Say a user gives the title of a note as ‘onboarding.md’.
And the url ends up like this localhost:4000/ecme/onboarding.md.
Now upon a refresh with that url, I want my client-side router to handle it – load a component, calls an api via fetch, then loads the result into the component.
But I get a blank page with an error Cannot GET /ecme/onboarding.md.
No such error if I programmatically navigate to the note.
>Solution :
You can’t, at least not really.
If the user is refreshing the page then the browser is asking the server for that URL.
Your client-side router hasn’t even been loaded.
When you use client-side routing with "real" URLs (as opposed to hash-routing where all the route data is kept in the fragment identifier) then you must have server-support too.

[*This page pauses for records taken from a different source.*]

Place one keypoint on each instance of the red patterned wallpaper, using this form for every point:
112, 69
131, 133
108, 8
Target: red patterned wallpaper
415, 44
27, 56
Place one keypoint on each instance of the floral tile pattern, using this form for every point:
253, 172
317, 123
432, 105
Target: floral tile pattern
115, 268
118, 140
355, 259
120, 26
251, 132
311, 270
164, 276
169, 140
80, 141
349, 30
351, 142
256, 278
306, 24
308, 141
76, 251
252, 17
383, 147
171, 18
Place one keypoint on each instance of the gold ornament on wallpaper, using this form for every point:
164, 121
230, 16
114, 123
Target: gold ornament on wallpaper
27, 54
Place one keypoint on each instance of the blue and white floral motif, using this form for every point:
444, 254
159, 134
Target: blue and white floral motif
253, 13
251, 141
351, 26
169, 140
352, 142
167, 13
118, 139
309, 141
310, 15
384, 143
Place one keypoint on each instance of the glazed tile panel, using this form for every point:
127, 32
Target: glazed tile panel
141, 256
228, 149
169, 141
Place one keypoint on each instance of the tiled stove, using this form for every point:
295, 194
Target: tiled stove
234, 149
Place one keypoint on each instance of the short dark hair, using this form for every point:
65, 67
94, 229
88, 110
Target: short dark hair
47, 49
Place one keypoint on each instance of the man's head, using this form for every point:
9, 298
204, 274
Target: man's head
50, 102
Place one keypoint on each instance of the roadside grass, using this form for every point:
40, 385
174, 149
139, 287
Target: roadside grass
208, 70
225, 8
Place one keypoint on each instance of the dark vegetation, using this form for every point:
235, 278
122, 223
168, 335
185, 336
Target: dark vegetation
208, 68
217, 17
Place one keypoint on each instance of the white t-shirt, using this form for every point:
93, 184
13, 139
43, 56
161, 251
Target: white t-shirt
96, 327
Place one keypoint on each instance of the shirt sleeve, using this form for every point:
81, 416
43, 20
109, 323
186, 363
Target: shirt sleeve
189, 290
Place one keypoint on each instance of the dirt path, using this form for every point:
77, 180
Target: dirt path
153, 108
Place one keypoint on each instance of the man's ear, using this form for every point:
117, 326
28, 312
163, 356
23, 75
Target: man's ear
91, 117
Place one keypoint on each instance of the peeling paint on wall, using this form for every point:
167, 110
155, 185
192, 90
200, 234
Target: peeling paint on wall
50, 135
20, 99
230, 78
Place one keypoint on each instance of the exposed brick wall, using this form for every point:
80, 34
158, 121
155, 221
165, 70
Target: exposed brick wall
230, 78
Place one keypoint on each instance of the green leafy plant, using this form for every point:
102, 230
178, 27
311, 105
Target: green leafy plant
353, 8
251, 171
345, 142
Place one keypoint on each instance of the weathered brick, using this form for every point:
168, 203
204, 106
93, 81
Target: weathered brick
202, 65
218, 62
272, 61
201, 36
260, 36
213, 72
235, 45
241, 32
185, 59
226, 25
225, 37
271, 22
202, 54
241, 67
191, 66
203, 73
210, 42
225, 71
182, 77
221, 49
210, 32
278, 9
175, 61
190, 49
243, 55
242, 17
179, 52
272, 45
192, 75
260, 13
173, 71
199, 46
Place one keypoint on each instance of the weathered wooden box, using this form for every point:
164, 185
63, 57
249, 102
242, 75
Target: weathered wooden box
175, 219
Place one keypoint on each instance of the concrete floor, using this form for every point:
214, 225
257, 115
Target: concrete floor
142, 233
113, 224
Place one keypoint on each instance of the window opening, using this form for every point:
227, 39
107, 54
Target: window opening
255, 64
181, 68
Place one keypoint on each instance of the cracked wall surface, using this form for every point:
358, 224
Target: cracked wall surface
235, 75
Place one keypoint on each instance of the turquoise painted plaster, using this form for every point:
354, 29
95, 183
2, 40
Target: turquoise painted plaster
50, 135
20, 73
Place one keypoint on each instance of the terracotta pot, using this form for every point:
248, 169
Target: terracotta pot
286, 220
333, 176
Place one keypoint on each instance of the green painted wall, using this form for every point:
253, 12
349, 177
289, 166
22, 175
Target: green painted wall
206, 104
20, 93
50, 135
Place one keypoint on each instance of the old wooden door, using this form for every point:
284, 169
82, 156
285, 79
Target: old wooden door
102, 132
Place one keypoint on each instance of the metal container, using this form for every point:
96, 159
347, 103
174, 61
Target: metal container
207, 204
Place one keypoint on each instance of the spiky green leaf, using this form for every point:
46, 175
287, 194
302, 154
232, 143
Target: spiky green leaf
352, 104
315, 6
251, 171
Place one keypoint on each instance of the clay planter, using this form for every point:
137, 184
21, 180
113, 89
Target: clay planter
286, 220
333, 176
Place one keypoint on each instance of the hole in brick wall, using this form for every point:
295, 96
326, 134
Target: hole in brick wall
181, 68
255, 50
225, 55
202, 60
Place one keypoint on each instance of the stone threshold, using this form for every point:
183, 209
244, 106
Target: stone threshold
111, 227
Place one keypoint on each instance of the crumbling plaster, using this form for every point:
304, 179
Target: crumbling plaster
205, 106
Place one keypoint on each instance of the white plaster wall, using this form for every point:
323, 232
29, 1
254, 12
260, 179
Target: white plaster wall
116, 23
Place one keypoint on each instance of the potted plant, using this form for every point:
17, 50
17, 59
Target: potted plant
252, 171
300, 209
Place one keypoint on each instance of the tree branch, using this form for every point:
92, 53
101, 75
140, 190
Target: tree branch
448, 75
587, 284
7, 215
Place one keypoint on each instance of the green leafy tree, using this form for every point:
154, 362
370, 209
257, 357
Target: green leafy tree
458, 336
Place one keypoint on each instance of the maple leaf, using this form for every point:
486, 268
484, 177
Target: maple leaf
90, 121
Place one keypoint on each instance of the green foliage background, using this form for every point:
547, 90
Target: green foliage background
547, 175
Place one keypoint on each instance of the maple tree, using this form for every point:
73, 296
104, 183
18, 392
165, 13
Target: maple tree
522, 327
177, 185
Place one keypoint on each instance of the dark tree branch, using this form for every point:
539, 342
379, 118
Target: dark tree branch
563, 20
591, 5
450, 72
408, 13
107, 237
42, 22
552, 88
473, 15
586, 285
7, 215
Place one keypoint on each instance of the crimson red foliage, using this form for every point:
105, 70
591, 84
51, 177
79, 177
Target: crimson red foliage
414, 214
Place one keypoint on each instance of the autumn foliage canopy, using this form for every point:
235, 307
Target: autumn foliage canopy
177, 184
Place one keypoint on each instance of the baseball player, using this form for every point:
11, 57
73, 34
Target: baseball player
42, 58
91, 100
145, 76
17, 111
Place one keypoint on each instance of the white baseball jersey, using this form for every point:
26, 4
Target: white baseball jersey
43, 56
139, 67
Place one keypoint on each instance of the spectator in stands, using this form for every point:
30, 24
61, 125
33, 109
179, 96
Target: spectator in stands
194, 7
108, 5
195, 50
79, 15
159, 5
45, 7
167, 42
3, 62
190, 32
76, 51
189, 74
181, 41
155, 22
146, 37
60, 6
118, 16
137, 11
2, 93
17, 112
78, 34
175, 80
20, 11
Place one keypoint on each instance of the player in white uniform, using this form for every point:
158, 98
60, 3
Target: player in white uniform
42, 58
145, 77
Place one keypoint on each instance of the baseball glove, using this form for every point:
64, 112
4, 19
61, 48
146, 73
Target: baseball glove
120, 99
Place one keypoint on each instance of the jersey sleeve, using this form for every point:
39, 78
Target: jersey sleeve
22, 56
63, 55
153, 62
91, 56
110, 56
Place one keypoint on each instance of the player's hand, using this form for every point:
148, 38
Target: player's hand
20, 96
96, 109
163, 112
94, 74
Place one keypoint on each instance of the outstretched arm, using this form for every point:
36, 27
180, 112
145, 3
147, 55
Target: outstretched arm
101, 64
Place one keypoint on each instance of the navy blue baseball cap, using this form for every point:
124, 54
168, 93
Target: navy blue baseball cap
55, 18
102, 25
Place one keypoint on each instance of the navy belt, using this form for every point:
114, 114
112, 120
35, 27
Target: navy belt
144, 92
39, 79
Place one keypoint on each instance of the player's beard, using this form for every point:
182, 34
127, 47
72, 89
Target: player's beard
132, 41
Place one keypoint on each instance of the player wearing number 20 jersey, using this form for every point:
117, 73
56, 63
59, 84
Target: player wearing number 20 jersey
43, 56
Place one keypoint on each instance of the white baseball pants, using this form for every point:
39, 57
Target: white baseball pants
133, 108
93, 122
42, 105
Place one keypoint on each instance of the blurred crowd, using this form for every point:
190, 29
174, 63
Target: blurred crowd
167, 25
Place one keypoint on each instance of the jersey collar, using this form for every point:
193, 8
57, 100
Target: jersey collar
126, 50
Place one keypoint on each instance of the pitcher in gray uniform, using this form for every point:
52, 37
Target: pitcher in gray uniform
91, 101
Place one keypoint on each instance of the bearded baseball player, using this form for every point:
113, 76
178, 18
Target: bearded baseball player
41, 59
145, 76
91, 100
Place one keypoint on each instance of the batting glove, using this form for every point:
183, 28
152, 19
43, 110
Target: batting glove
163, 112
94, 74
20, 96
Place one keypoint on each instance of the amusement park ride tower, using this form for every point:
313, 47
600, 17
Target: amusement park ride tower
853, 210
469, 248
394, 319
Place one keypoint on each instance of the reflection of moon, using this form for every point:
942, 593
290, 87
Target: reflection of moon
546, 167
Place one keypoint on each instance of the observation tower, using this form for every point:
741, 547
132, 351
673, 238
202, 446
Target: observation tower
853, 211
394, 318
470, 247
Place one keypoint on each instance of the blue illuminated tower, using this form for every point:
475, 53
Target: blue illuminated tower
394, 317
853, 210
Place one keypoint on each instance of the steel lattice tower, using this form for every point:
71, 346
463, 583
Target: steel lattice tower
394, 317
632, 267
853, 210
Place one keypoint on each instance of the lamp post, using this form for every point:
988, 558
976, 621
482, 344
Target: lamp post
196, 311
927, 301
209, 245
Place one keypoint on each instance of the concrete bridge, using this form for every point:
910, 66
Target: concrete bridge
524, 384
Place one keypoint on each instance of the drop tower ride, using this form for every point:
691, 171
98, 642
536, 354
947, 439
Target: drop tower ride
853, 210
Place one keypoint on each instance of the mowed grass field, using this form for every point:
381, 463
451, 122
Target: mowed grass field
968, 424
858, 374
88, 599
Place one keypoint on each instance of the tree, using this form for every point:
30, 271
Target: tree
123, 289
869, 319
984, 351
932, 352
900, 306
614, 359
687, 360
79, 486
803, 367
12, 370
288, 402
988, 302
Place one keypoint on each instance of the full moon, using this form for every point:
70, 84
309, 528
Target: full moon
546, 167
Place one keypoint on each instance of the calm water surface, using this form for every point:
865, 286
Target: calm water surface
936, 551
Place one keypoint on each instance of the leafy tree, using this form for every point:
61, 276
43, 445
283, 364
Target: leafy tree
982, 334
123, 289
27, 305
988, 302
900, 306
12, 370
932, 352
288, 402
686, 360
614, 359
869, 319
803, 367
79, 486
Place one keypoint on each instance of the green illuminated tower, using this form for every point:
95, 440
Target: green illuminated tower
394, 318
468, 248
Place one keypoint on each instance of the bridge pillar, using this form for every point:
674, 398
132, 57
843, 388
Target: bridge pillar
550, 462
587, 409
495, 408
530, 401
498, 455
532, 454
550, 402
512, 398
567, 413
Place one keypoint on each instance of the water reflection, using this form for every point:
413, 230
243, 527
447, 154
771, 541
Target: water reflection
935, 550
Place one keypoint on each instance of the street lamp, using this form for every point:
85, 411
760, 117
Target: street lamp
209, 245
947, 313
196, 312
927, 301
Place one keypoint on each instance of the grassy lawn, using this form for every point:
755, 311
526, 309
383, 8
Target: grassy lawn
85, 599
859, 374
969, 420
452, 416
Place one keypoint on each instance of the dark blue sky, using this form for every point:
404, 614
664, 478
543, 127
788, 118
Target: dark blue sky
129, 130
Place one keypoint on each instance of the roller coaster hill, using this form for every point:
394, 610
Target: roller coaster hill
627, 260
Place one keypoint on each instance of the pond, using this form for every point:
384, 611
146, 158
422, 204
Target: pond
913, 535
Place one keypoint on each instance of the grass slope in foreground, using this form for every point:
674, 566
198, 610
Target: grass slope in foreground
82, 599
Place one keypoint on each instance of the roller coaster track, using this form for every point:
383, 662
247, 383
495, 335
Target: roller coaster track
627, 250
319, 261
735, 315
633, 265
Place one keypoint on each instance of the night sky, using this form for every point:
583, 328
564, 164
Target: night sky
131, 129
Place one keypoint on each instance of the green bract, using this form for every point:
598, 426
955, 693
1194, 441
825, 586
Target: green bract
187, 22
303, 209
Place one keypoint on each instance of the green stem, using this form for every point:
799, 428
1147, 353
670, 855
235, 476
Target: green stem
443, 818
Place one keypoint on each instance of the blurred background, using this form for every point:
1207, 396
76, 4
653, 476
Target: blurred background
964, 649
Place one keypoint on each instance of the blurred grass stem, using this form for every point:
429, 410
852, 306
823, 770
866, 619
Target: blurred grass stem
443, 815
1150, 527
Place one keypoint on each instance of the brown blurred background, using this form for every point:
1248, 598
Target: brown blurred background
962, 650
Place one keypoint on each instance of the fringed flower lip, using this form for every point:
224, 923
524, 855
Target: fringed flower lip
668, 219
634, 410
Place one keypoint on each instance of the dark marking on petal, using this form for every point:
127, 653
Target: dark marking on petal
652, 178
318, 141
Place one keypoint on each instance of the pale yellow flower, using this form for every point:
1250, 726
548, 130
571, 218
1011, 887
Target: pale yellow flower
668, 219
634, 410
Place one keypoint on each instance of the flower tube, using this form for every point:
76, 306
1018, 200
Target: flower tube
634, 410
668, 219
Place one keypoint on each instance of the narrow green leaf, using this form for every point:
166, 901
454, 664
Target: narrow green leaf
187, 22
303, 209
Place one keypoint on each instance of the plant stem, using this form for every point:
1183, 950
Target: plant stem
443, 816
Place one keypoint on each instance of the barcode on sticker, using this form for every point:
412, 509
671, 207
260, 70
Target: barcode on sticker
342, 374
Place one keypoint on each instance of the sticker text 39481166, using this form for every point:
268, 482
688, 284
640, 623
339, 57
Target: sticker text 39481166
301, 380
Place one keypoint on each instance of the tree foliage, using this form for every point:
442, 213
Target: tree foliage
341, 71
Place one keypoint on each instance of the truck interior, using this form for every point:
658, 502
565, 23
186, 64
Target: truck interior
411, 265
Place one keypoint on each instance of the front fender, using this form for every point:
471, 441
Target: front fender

Good router support would use server-side rendering so the page would be delivered complete from the server instead of being generated client side. This is efficient (no need to serve a bootstrap page and then have the client do all the work and making additional HTTP requests for data), search engine friendly, and means that if JS fails for any reason then the page will still be accessible.
There are frameworks to support this for most common SPA frameworks (e.g. React has Next.js).
The quick and dirty approach if you want to around SSR is to just configure the server to serve up the bootstrap HTML document that runs the client-side code for every URL it is asked for (or at least those not associated with a file). This doesn’t have the benefits listed above and also ends up giving clients (including search engines) an HTML document even whey they should get a 404 Not Found error.